Aug 22, 2020 marks 76 years to the day since Tsushima Maru, a passenger/cargo ship carrying children and civilian evacuees out of Okinawa, was sunk by an American submarine during WWII. While the number of living survivors and bereaved families has shrunk over the years, a diary offering insights into the sentiments of a grieving husband was made available to the public for the first time. The Battle of Okinawa in Nanjo-shi: The Archives was published by the Nanjo City Board of Education in March this year, and includes excerpts from a diary kept by Motohide Tonaki, who was the mayor of Sashiki Village after the war (Tonaki passed away in 1972.) Tonaki lost his wife and four children in the sinking of Tsushima Maru and wrote in one entry: “I made the greatest irreparable mistake of my lifetime.”

Nanjo-shi’s historical records specialist, Yuki Yamauchi, was an editor for The Battle of Okinawa in Nanjo-shi: The Archives. Yamauchi commented, “The diary is an invaluable document, as the entries were written in real-time. It tells us what the bereaved families were feeling about the incident at the time.” Tonaki’s diary begins in March 1944, and ends on May 2, 1945, during the Battle of Okinawa. The publication only contains experts from his diary pertaining to the Tsushima Maru incident.

Motohide Tonaki

Tonaki first mentions the Tsushima Maru in a journal entry made on July 20, 1944. It was after the annihilation of the Japanese Army in Saipan, and the U.S. troops’ landing on Okinawa was imminent. The national and prefectural governments began evacuating the women, children, and the elderly out of Okinawa. Tonaki, who was a prefectural government employee at the time, obligingly evacuated his wife and children.

In an Aug 19 entry, Tonaki wrote that he obtained the transfer documents and certificates required to evacuate his wife and children. Next to the main entry, the words “mistake of a lifetime” are jotted down. It appears Tonaki added the remorseful note later when he learned of the unfortunate fate of the ship.

The Tsushima Maru departed on Aug 21, with Tonaki’s wife and four children on board. Tonaki’s journal entry on Aug 22 provides a glimpse into the loneliness he felt after sending off his family: “The house is quiet as if a fire has gone out.” The Tsushima Maru was sunk that night.

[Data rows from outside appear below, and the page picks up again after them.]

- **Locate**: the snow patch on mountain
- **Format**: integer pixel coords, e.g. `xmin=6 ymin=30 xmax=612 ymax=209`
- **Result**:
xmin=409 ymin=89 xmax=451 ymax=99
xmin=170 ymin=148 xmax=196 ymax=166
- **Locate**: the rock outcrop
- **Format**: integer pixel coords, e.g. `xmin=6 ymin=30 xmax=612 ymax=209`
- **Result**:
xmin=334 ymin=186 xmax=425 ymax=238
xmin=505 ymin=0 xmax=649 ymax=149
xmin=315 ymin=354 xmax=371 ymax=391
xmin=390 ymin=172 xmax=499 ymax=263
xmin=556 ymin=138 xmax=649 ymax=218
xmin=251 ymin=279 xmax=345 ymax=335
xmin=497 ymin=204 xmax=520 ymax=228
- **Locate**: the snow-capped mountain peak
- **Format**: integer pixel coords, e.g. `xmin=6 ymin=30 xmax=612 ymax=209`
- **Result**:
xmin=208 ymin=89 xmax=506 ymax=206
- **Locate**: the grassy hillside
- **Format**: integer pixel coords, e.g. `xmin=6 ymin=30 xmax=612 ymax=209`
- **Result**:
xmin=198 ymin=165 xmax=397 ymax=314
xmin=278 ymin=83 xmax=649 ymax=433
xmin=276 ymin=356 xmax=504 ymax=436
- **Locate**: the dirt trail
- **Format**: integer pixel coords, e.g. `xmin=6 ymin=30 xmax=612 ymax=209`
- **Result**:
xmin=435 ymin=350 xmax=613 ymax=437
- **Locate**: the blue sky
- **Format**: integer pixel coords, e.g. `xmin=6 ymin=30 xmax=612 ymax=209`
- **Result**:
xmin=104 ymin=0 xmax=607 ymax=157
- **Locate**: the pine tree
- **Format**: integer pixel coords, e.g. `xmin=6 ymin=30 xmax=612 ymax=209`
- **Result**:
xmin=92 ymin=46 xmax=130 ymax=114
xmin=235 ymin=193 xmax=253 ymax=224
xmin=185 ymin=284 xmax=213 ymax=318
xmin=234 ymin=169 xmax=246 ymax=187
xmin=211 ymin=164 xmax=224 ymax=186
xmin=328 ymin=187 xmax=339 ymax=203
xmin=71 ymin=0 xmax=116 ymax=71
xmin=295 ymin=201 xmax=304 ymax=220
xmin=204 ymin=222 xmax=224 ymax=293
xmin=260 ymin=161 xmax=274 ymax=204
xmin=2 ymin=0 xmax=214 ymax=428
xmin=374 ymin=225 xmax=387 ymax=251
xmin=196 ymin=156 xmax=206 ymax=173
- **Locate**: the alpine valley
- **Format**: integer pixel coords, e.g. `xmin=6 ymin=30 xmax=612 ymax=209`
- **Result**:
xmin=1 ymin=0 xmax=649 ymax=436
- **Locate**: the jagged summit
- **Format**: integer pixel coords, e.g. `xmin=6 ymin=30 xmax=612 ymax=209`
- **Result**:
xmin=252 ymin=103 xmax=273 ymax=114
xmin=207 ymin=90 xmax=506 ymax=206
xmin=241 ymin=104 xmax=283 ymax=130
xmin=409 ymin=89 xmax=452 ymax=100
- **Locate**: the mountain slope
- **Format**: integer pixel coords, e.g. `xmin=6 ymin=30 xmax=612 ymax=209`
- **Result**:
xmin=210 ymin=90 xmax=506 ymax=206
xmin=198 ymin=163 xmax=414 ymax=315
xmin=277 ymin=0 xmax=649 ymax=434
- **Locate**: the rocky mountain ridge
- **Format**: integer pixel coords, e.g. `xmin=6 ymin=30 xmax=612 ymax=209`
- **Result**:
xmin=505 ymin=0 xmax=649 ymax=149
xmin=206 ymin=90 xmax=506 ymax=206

Tonaki appears to have heard the rumor on Aug 25 or 26 that the Tsushima Maru was shipwrecked. In September he noted: “seems to be few casualties,” then “159 dead,” and “confidential information,” evidencing the mix of information he received. The diary indicates he attempted to gather information about his family. When Tonaki finally learned that his wife and four children were not among the survivors, he wrote the word “despair” in his journal. Later, he documented how he organized their belongings and how often his friends and family visited. Tonaki also detailed how he went to the docks to welcome back the spirits of his family from the sea, as their remains were not recovered. Tonaki’s diary provides valuable insights into his life following the Tsushima Maru incident.

Akiko Yamashiro, a Nanjo-shi historical records specialist commented, “Official documents rarely provide insights into how people thought and spent their days. We can see from Tonaki’s diary that the bereaved tried to carry on with their wounds. It’s a historical record that enables us to feel their lives and emotions.”

According to the specialists of Nanjo-shi’s historical records, the former Sashiki City records department created a transcript of Tonaki’s journal and held the records in safekeeping. However, the whereabouts of Tonaki’s original diary is currently unknown.